After the stone had been rolled aside, Jesus looked up toward heaven and prayed, “Father, I thank you for answering my prayer. I know that you always answer my prayers. But I said this, so that the people here would believe that you sent me.”
When Jesus had finished praying, he shouted, “Lazarus, come out!” The man who had been dead came out. His hands and feet were wrapped with strips of burial cloth, and a cloth covered his face.
Jesus then told the people, “Untie him and let him go.”
Many of the people who had come to visit Mary saw the things that Jesus did, and they put their faith in him.

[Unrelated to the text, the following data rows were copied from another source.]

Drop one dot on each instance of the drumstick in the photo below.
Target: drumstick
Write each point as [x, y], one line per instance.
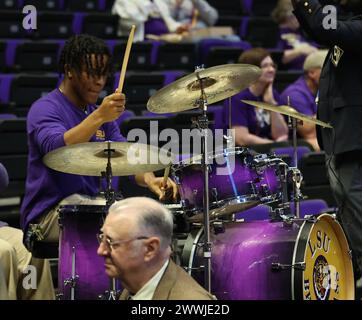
[194, 18]
[165, 176]
[125, 59]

As a minister, the analogy of a life of faith as a marriage relationship is nothing new to me. We often think of the relationship of a pastor to congregation as one of a marriage. For others of us, though, the idea of the faith relationship being like a marriage may be new, or if we have experienced bad relationships, it may even be a bit uncomfortable. But it is like that, as our Lenten writer points out. And it is true that as we walk this path of faith, as we grow in our relationship with God, there are moments of surprise. There are moments when we learn something about our beloved God. There are moments when we learn something about ourselves through the eyes of our beloved. I think that maybe the longevity of our life of faith depends upon our willingness to invest in the relationship, much like the longevity of our human relationships depends on the same thing. The season of Lent, like many of the seasons of the church year, is a time set aside to meditate and focus on that relationship. It is a time to recognize what it is about our relationship with God, our relationship to Jesus, that surprises us, blesses us, and gives us life.